Ainda que haja iniciativas do poder público, atrelados com manifestações populares que visem resgatar a identidade local, o turismo cultural, segundo a docente, ocupa uma função secundária no nordeste brasileiro. “Temos um turismo consolidado e voltado para o ‘sol e mar’, deixando a cultura como um adendo. Poucos turistas permanecem em Natal; muitos vão para destinos como Pipa ou Genipabu, sem conhecer espaços como o Museu Câmara Cascudo ou a própria Pinacoteca “, afirma.

Ranúbia Gomes, Funcionária da Pinacoteca Potiguar / Foto: Luiz Nascimento

Apesar disso, as mídias sociais trazem um novo fôlego para áreas com menos atenção das agências de turismo. Para Ranúbia Gomes, funcionária da Pinacoteca Potiguar, as exposições já são pensadas com foco na experiência e na imersão visual. “Tudo hoje é feito e pensando sempre nesses espaços específicos para tirar uma fotografia para você postar”, afirma. “A ideia é que a pessoa fique deslumbrada, registre e divulgue, porque essa divulgação pode chegar à lugares que nós não conseguiríamos”, reforça Ranúbia.

Segundo Silvana, os influenciadores digitais têm um papel importante nesse novo cenário, muitas vezes sendo contratados por estabelecimentos para promover lugares. No entanto, a professora chama a atenção para o risco de o conteúdo divulgado criar falsas expectativas ou distorcer a realidade local: “As redes sociais se tornaram um veículo, e todo veículo é uma faca de dois gumes. Quem divulga precisa ter o cuidado e a sensibilidade de retratar a realidade de forma que não crie expectativas falsas nas pessoas, ao mesmo tempo que resgate a identidade local”.

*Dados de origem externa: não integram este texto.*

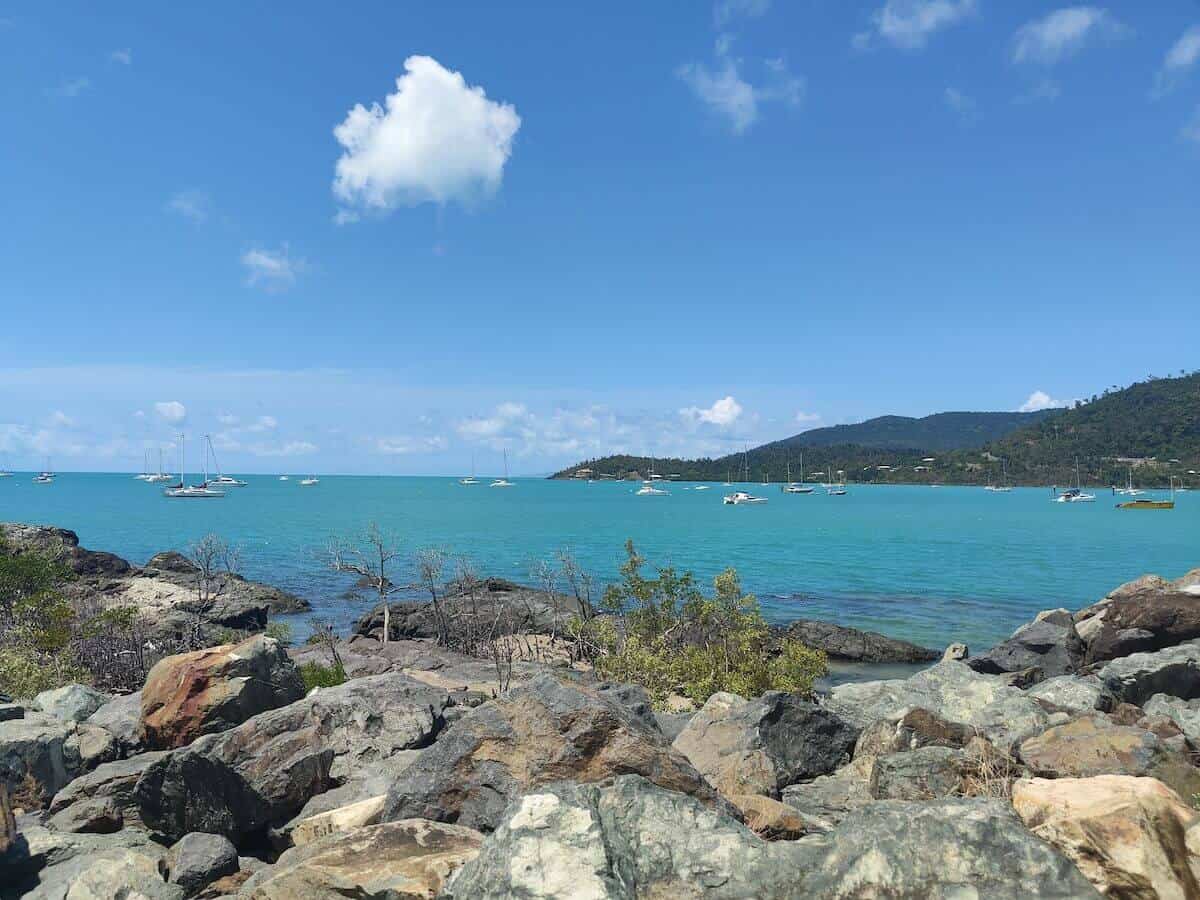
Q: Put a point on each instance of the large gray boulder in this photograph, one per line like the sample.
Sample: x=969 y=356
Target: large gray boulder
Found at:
x=1078 y=695
x=1048 y=643
x=197 y=859
x=627 y=839
x=1185 y=713
x=39 y=756
x=1138 y=677
x=243 y=781
x=409 y=858
x=112 y=783
x=954 y=693
x=761 y=745
x=71 y=702
x=541 y=732
x=943 y=849
x=121 y=718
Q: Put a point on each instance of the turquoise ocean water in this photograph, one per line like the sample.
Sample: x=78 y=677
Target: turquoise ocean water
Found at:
x=933 y=565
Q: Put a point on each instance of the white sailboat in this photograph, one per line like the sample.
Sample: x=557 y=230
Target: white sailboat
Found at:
x=471 y=479
x=503 y=481
x=160 y=475
x=1075 y=495
x=46 y=477
x=791 y=486
x=201 y=491
x=221 y=480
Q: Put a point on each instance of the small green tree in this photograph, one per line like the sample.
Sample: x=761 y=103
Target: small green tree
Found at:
x=672 y=639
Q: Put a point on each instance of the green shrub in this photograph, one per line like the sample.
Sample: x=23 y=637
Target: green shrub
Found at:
x=318 y=676
x=676 y=640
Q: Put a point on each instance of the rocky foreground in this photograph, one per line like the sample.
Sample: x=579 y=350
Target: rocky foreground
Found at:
x=1059 y=765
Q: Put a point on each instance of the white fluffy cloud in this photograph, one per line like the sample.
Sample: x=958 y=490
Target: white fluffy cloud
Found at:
x=909 y=24
x=171 y=411
x=1039 y=400
x=724 y=89
x=271 y=270
x=724 y=413
x=1179 y=61
x=435 y=141
x=726 y=11
x=190 y=204
x=1065 y=33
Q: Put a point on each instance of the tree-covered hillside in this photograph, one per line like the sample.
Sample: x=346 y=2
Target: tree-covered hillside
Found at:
x=1151 y=427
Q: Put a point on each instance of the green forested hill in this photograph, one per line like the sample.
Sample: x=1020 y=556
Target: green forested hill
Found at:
x=940 y=432
x=1152 y=427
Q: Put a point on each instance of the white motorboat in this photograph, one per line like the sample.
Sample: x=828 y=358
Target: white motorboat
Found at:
x=503 y=481
x=739 y=498
x=46 y=477
x=195 y=492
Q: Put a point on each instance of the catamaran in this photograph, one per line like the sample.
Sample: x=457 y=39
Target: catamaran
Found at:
x=1003 y=486
x=739 y=498
x=503 y=481
x=201 y=491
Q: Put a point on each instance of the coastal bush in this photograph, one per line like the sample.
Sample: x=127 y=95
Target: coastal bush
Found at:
x=318 y=676
x=281 y=631
x=666 y=635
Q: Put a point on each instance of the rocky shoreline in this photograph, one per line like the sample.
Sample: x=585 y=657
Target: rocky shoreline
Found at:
x=1060 y=763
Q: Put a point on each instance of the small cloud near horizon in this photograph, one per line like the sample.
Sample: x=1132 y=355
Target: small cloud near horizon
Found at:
x=1039 y=401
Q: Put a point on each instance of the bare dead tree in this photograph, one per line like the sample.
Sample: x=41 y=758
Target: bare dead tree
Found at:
x=370 y=557
x=431 y=568
x=215 y=564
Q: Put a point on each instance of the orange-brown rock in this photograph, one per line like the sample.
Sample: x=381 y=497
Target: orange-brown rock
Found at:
x=215 y=689
x=1133 y=838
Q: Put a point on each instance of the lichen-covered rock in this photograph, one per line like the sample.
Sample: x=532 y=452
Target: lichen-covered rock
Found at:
x=544 y=731
x=1185 y=713
x=197 y=859
x=243 y=781
x=923 y=774
x=945 y=849
x=113 y=781
x=215 y=689
x=1048 y=643
x=954 y=693
x=1128 y=835
x=1097 y=747
x=71 y=702
x=121 y=718
x=762 y=745
x=37 y=757
x=1138 y=677
x=409 y=858
x=627 y=839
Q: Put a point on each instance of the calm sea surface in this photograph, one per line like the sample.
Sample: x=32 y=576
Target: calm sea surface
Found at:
x=933 y=565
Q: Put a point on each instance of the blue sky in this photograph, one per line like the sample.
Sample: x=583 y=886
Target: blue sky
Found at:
x=575 y=228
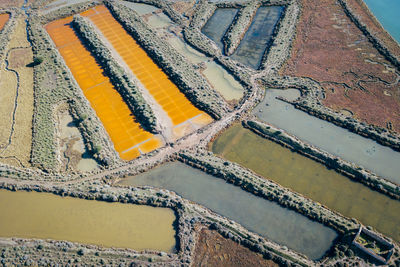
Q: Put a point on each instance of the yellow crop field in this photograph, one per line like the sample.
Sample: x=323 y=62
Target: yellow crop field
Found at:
x=168 y=96
x=130 y=140
x=3 y=20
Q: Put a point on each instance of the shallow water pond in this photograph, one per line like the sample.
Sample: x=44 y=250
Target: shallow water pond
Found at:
x=310 y=178
x=216 y=75
x=140 y=8
x=258 y=37
x=256 y=214
x=327 y=136
x=218 y=24
x=47 y=216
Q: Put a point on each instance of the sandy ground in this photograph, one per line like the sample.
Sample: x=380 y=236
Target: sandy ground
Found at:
x=330 y=49
x=11 y=3
x=213 y=249
x=18 y=151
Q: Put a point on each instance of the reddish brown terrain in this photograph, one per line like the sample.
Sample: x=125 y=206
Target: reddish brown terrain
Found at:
x=361 y=11
x=330 y=49
x=212 y=249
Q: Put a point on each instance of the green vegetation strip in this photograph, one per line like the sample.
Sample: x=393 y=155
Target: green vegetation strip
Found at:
x=118 y=77
x=350 y=170
x=235 y=174
x=183 y=74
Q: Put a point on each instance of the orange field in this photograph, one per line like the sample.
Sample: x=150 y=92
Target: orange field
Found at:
x=3 y=20
x=129 y=139
x=174 y=103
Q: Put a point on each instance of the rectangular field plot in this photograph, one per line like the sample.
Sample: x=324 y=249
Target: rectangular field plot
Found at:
x=129 y=139
x=218 y=24
x=167 y=95
x=258 y=37
x=3 y=20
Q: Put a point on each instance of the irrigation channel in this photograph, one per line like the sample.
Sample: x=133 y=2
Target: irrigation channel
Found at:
x=47 y=216
x=258 y=37
x=256 y=214
x=215 y=74
x=310 y=178
x=327 y=136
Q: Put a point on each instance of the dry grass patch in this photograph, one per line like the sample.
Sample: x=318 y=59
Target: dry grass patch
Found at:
x=16 y=111
x=11 y=3
x=212 y=249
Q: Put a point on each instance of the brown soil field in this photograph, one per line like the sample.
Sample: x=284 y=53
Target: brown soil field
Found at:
x=11 y=3
x=212 y=249
x=18 y=151
x=361 y=10
x=330 y=49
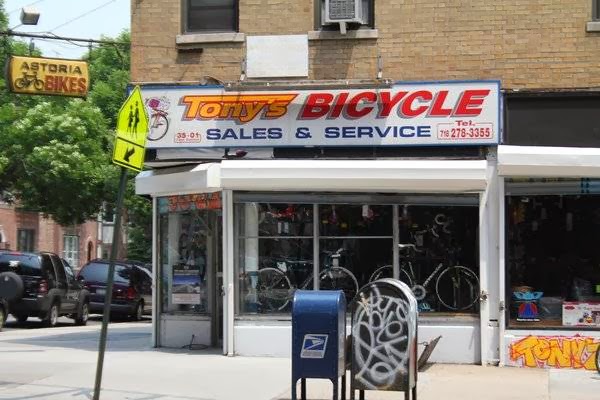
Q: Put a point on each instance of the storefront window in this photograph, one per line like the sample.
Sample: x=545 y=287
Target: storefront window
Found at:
x=553 y=266
x=438 y=248
x=355 y=240
x=275 y=255
x=437 y=253
x=187 y=252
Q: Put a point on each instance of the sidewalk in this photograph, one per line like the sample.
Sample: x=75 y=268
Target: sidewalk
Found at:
x=60 y=364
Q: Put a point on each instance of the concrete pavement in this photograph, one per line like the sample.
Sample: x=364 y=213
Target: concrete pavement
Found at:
x=60 y=364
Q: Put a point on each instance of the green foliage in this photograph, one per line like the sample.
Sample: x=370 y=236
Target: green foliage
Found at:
x=109 y=75
x=55 y=160
x=56 y=152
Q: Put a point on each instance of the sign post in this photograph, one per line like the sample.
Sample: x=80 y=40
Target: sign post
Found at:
x=129 y=149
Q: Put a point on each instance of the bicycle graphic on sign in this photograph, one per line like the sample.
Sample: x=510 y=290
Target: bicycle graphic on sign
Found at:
x=159 y=121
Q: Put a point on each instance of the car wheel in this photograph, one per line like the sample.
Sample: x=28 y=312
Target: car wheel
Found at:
x=139 y=312
x=83 y=315
x=51 y=318
x=2 y=317
x=21 y=318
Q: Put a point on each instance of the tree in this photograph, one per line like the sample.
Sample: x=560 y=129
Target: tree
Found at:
x=54 y=156
x=55 y=152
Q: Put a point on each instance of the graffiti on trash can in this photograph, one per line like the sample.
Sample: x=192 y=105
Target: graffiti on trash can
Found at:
x=380 y=337
x=555 y=352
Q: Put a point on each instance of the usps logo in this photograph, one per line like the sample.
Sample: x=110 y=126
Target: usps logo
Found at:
x=314 y=346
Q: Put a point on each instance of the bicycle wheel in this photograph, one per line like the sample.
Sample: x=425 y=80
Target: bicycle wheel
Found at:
x=158 y=128
x=457 y=288
x=273 y=289
x=387 y=271
x=339 y=278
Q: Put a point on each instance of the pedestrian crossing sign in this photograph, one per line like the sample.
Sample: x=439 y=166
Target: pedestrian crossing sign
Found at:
x=132 y=129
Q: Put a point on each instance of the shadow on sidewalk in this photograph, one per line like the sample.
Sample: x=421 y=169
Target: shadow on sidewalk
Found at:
x=79 y=393
x=136 y=338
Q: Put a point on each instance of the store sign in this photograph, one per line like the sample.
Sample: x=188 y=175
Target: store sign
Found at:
x=48 y=76
x=446 y=113
x=202 y=201
x=554 y=352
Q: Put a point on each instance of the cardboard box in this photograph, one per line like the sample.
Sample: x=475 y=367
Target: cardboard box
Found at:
x=578 y=313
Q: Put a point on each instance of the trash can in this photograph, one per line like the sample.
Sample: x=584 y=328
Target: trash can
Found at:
x=384 y=339
x=318 y=337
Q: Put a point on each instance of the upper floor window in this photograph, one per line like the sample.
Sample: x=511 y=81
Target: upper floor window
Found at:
x=211 y=16
x=339 y=8
x=25 y=240
x=71 y=249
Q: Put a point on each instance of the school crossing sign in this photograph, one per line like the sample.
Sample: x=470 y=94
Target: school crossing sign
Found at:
x=132 y=129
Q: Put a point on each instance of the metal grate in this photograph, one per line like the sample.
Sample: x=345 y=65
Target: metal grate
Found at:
x=342 y=9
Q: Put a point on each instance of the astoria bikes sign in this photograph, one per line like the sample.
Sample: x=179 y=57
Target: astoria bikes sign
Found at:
x=47 y=76
x=438 y=113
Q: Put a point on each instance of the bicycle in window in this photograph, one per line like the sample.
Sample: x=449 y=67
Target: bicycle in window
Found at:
x=456 y=286
x=275 y=286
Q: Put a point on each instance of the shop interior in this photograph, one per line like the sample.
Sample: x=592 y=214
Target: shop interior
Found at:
x=279 y=241
x=553 y=262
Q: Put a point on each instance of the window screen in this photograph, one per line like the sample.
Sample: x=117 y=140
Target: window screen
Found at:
x=212 y=15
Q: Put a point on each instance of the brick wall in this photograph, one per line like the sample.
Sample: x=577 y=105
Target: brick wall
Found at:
x=48 y=234
x=525 y=43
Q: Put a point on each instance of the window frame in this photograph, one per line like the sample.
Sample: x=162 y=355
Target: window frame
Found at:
x=536 y=189
x=72 y=256
x=29 y=239
x=321 y=26
x=320 y=200
x=185 y=20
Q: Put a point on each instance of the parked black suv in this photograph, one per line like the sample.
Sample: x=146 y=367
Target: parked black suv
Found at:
x=41 y=285
x=132 y=289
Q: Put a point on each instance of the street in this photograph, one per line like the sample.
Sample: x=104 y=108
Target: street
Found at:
x=59 y=363
x=36 y=323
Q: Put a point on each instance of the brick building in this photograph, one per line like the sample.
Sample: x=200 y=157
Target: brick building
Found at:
x=283 y=131
x=30 y=231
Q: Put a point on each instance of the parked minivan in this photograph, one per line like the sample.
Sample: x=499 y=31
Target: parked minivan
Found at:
x=132 y=289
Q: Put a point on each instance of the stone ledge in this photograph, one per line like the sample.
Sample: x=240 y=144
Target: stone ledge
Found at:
x=197 y=38
x=593 y=26
x=335 y=35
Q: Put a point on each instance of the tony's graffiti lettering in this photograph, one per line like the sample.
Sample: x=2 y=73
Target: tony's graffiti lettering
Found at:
x=555 y=352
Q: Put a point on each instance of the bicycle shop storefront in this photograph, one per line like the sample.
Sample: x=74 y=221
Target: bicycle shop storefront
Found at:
x=235 y=237
x=549 y=168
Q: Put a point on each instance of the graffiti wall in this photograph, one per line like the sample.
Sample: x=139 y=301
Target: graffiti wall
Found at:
x=554 y=352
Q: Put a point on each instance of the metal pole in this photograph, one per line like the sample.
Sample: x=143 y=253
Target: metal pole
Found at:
x=109 y=284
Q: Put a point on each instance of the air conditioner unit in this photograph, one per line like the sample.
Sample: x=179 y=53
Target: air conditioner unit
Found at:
x=343 y=11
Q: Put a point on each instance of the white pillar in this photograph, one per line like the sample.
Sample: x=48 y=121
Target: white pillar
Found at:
x=488 y=266
x=228 y=274
x=155 y=274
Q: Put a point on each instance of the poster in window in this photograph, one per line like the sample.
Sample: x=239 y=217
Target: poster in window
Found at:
x=186 y=284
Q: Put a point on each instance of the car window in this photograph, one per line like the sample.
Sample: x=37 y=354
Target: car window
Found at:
x=69 y=271
x=21 y=264
x=60 y=269
x=47 y=268
x=98 y=272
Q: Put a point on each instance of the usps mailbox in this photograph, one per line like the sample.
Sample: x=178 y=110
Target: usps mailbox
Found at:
x=318 y=337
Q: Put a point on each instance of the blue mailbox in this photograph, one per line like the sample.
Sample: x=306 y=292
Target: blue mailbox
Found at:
x=318 y=337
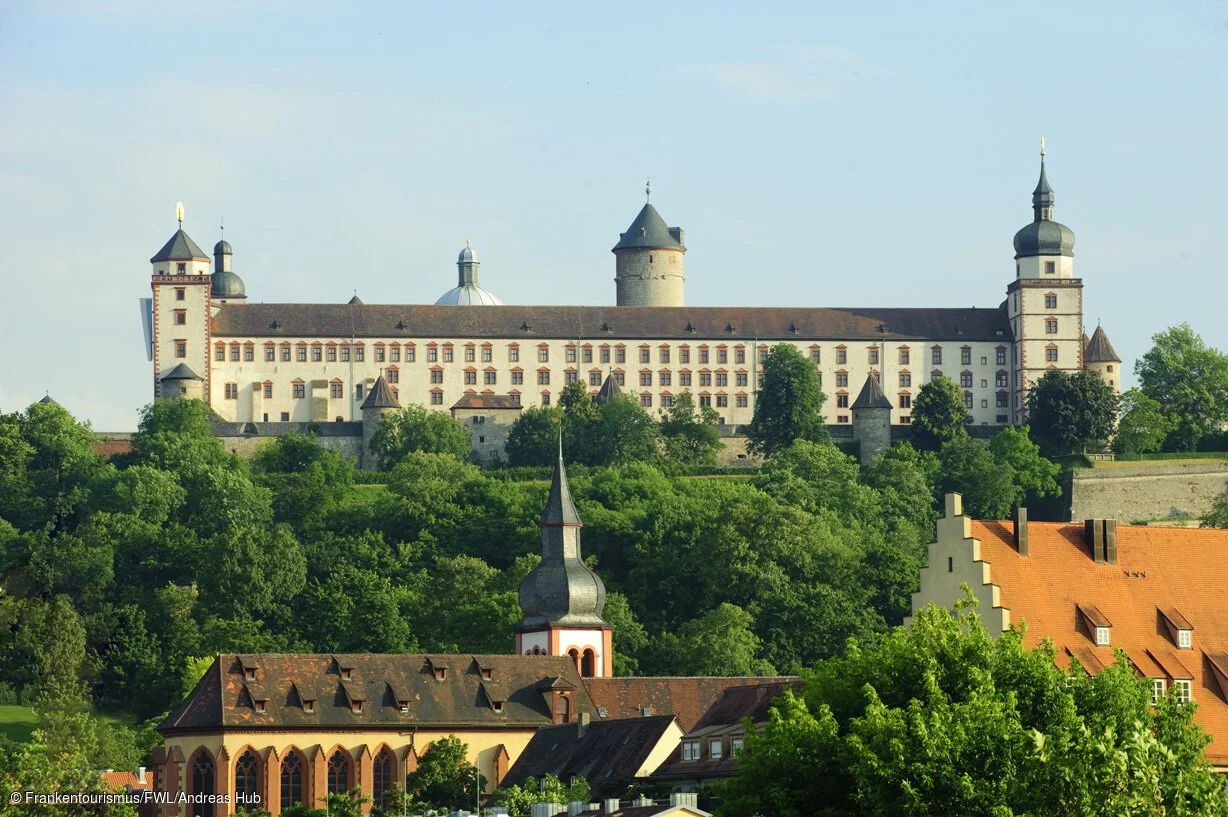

Assim, o processo de instagramização revela uma grande dualidade: embora haja um esforço para a ampliação da visibilidade e do reconhecimento dos espaços culturais com o fim de atrair novos públicos, há uma simplificação da experiência turística, com a estética sobrepondo-se ao conteúdo histórico e simbólico da cidade. Não somente a simplificação, mas também reduzindo a população local a papéis secundários.

À medida que a cidade se desenvolve, direcionando-se a essa tendência midiática, cresce a responsabilidade de garantir um turismo culturalmente valorizado, e não apenas uma imagem projetada.